Current Research Programs
Experiences of Adopted and Fostered Individuals Project
Dr. Landers is leading this project in collaboration with First Nations Repatriation Institute (FNRI). In this project, Dr. Landers is analyzing secondary survey data from American Indian and White adults who were separated from their birth families during childhood by foster care and/or adoption. The project aims to explore the experiences of adopted and fostered individuals related to foster care, adoption, reunification or reconnecting with birth family, tribal connections, mental health, and wellness. The research team is examining the process of reunification for American Indian fostered and adopted individuals, relationships with permanent and substitute caregivers, and mental health problems.

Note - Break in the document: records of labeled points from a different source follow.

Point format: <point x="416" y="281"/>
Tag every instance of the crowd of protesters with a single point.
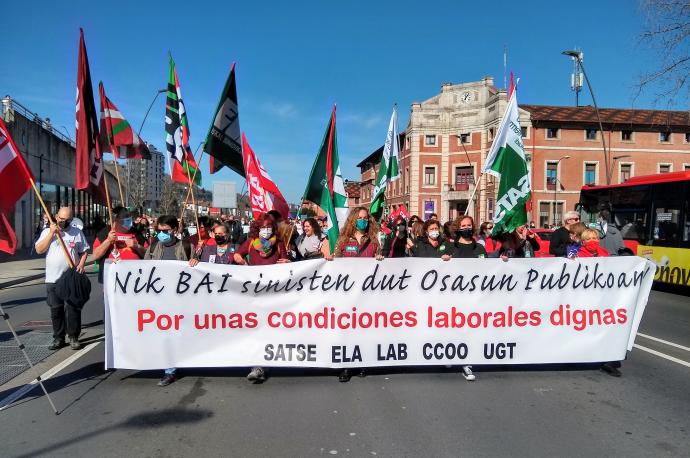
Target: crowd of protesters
<point x="271" y="239"/>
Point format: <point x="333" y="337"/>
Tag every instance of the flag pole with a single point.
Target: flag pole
<point x="117" y="175"/>
<point x="70" y="261"/>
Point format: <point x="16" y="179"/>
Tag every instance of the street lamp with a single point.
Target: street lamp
<point x="578" y="56"/>
<point x="555" y="188"/>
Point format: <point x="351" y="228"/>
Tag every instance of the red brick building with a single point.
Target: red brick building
<point x="449" y="136"/>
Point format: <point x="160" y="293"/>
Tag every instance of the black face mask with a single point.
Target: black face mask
<point x="465" y="233"/>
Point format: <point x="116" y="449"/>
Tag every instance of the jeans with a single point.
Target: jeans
<point x="65" y="317"/>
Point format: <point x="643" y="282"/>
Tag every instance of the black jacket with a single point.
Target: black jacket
<point x="423" y="249"/>
<point x="558" y="244"/>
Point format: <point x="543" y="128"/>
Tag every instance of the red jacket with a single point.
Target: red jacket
<point x="589" y="250"/>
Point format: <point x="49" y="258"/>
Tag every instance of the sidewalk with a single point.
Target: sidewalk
<point x="12" y="272"/>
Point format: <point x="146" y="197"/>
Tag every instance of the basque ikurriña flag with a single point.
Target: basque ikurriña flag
<point x="506" y="160"/>
<point x="89" y="164"/>
<point x="117" y="135"/>
<point x="264" y="195"/>
<point x="223" y="139"/>
<point x="15" y="177"/>
<point x="325" y="187"/>
<point x="183" y="167"/>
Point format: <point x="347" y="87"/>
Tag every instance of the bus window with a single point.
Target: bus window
<point x="667" y="229"/>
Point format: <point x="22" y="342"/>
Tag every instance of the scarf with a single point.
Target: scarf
<point x="264" y="247"/>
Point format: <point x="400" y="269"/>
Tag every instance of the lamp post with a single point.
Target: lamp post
<point x="615" y="158"/>
<point x="141" y="126"/>
<point x="578" y="56"/>
<point x="555" y="188"/>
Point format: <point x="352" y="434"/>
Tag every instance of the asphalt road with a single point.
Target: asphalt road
<point x="508" y="411"/>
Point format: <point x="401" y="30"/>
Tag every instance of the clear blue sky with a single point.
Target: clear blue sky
<point x="295" y="59"/>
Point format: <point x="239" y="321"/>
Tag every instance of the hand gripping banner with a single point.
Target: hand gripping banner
<point x="362" y="312"/>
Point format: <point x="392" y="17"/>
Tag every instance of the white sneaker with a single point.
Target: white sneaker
<point x="467" y="373"/>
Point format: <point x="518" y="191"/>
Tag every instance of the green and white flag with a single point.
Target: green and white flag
<point x="388" y="170"/>
<point x="506" y="160"/>
<point x="325" y="186"/>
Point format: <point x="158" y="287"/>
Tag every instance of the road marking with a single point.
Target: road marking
<point x="21" y="392"/>
<point x="656" y="339"/>
<point x="662" y="355"/>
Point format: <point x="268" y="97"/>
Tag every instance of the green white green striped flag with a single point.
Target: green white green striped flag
<point x="388" y="170"/>
<point x="506" y="160"/>
<point x="325" y="186"/>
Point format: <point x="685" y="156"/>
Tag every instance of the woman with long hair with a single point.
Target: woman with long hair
<point x="358" y="239"/>
<point x="261" y="248"/>
<point x="312" y="244"/>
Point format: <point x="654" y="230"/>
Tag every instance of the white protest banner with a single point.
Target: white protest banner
<point x="361" y="312"/>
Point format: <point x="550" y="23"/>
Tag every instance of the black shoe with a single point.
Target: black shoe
<point x="74" y="344"/>
<point x="167" y="379"/>
<point x="57" y="344"/>
<point x="344" y="376"/>
<point x="611" y="369"/>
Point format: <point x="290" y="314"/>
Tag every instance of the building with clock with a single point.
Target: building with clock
<point x="449" y="135"/>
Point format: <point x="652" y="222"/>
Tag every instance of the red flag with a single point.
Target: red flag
<point x="15" y="177"/>
<point x="264" y="195"/>
<point x="117" y="135"/>
<point x="89" y="158"/>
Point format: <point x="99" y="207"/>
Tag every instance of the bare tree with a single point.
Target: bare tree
<point x="667" y="31"/>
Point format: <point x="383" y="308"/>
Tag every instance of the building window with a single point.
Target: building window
<point x="551" y="175"/>
<point x="429" y="176"/>
<point x="590" y="174"/>
<point x="464" y="177"/>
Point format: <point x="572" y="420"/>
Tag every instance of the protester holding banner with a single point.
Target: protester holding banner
<point x="311" y="244"/>
<point x="220" y="252"/>
<point x="65" y="317"/>
<point x="433" y="245"/>
<point x="591" y="246"/>
<point x="118" y="242"/>
<point x="395" y="243"/>
<point x="261" y="248"/>
<point x="521" y="243"/>
<point x="465" y="246"/>
<point x="358" y="238"/>
<point x="484" y="237"/>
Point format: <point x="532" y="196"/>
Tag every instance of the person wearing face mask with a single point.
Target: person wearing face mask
<point x="119" y="242"/>
<point x="395" y="243"/>
<point x="591" y="246"/>
<point x="611" y="239"/>
<point x="66" y="318"/>
<point x="465" y="245"/>
<point x="433" y="245"/>
<point x="358" y="239"/>
<point x="167" y="247"/>
<point x="261" y="248"/>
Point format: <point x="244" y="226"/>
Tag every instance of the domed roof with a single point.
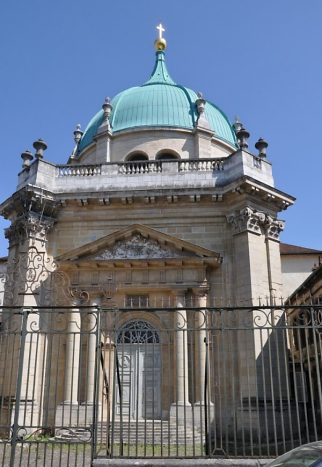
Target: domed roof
<point x="159" y="102"/>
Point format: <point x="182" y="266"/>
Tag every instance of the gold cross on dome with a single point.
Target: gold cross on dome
<point x="161" y="29"/>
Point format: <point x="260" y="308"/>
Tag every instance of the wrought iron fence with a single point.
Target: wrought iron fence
<point x="82" y="383"/>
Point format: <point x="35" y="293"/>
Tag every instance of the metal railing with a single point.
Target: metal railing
<point x="88" y="382"/>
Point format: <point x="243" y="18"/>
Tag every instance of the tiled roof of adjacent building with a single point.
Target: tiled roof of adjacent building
<point x="287" y="249"/>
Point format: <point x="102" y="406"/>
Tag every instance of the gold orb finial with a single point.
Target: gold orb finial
<point x="160" y="43"/>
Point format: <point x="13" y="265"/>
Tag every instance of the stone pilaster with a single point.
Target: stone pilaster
<point x="181" y="408"/>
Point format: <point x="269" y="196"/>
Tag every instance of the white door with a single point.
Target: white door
<point x="139" y="372"/>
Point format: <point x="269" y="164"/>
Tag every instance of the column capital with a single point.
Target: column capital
<point x="30" y="225"/>
<point x="247" y="220"/>
<point x="274" y="227"/>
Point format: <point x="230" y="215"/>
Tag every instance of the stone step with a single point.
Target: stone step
<point x="148" y="431"/>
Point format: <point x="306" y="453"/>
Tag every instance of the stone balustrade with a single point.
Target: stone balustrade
<point x="136" y="175"/>
<point x="79" y="170"/>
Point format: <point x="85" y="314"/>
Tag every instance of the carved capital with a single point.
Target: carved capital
<point x="247" y="220"/>
<point x="31" y="225"/>
<point x="273" y="227"/>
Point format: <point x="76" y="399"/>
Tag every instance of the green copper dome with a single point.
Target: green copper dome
<point x="159" y="102"/>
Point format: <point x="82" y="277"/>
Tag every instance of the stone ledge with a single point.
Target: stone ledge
<point x="180" y="462"/>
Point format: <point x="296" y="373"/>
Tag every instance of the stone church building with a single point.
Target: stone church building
<point x="161" y="206"/>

American Indian Birthmother Study
Dr. Landers is carrying out this study in collaboration with First Nations Repatriation Institute (FNRI). The project explores the maternal mental health, substance abuse, grief, and trauma of American Indian birthmothers who have lost a child to foster care and/or adoption.

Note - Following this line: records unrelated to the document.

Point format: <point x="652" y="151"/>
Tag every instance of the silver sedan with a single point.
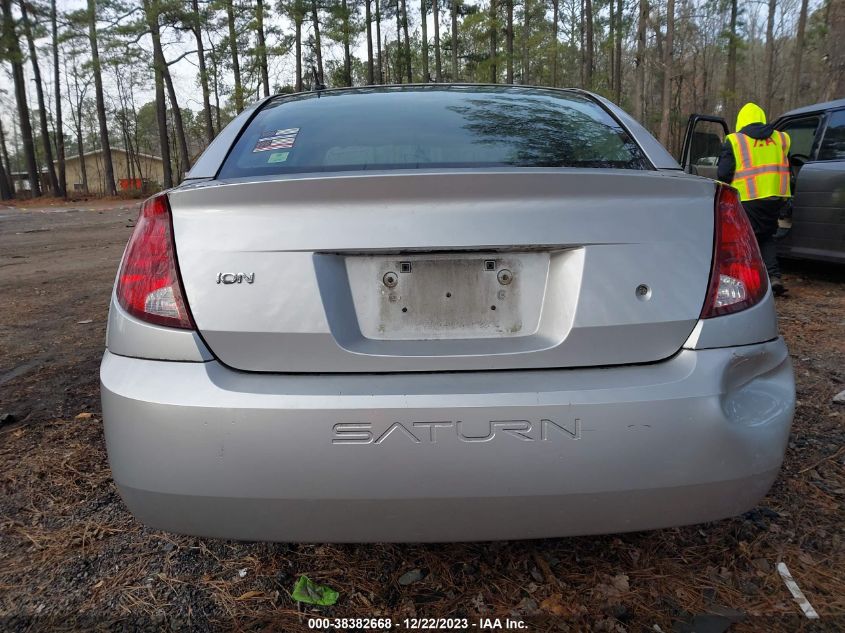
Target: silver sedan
<point x="441" y="313"/>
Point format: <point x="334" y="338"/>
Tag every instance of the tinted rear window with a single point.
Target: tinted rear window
<point x="426" y="127"/>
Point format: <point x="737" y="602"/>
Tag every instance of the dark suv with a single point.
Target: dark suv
<point x="817" y="157"/>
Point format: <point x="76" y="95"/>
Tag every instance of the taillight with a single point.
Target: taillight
<point x="148" y="286"/>
<point x="738" y="279"/>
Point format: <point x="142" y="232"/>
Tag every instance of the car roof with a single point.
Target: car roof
<point x="209" y="162"/>
<point x="816" y="107"/>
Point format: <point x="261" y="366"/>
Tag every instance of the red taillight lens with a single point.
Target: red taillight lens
<point x="148" y="286"/>
<point x="738" y="279"/>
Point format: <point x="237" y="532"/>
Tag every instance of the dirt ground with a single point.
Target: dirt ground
<point x="73" y="558"/>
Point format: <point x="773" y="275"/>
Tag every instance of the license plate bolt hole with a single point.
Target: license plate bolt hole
<point x="390" y="279"/>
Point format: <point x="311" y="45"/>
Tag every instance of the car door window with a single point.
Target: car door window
<point x="833" y="143"/>
<point x="802" y="133"/>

Given the significant volume of research generated in the social sciences, systematic reviews are key to organizing and better understanding the social science literature. Dr. Jackson is working on several meta-analytic studies to quantitatively organize the couple relationship outcome literature (i.e., factors that predict couple satisfaction and stability): premarital predictors, family of origin predictors, personality characteristics, and economic strain. Other met-analysis projects Dr. Jackson is working on include couple relationship interactions as predictors of physical health, couple therapy treatment effectiveness, family therapy effectiveness for children, and adjustment of siblings of people with autism.

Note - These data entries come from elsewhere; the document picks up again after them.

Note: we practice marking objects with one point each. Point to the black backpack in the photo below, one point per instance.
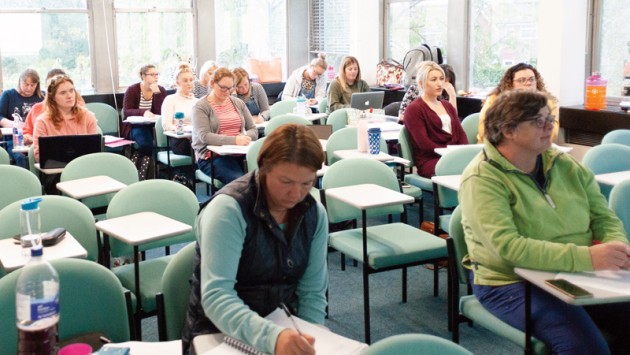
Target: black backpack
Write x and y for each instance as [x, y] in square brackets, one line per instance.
[416, 55]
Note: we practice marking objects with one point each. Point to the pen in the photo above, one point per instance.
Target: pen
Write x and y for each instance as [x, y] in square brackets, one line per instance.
[286, 310]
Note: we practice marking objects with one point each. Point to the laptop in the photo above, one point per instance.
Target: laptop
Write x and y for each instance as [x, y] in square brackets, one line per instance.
[365, 100]
[57, 151]
[321, 131]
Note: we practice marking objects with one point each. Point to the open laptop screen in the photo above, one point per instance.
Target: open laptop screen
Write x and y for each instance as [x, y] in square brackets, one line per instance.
[365, 100]
[57, 151]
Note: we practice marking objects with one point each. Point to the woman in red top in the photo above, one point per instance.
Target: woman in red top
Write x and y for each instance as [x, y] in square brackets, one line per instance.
[431, 121]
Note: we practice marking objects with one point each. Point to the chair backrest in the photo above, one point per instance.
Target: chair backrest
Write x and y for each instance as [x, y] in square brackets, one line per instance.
[345, 138]
[4, 157]
[412, 344]
[56, 211]
[283, 119]
[607, 158]
[160, 138]
[106, 116]
[453, 163]
[357, 171]
[281, 107]
[619, 136]
[470, 124]
[252, 154]
[91, 299]
[164, 197]
[113, 165]
[176, 291]
[619, 202]
[17, 184]
[338, 119]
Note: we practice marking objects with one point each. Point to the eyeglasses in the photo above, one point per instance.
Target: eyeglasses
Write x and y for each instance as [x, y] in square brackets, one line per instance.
[224, 88]
[531, 79]
[542, 121]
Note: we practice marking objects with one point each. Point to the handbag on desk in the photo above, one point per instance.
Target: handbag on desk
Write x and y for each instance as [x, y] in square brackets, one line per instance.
[388, 72]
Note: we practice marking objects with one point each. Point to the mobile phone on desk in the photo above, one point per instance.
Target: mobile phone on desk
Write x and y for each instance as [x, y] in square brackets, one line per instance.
[568, 288]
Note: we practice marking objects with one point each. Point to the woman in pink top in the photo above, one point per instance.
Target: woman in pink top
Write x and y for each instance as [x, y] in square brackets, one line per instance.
[62, 115]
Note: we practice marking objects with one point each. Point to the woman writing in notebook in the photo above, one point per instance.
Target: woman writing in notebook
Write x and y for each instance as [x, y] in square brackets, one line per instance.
[262, 241]
[345, 84]
[220, 119]
[526, 204]
[431, 121]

Empirically Supported Marriage & Family Therapy Treatments
It is estimated that 43.6 million adults (18.1%) in the U.S. have mental illness. Consequently, there is considerable attention being given to the development and implementation of empirically-validated mental health treatments. Legislation, federal funding, managed health care, and third-party reimbursement are becoming increasingly contingent upon the implementation of empirically validated therapy treatments that have demonstrated efficacy for the diagnosis being addressed. The American Psychological Association (APA) has established criteria for evaluating outcome research efficacy and designating empirically supported treatments (ESTs), the golden standard for outcome efficacy. Although marriage and family therapy (MFT) has been established as an overall effective treatment modality, a greater understanding is needed of which specific MFT treatments are effective for specific diagnoses. Dr. Jackson is working with a team of graduate students to provide a comprehensive evaluative review of MFT treatments by specific diagnoses using EST criteria.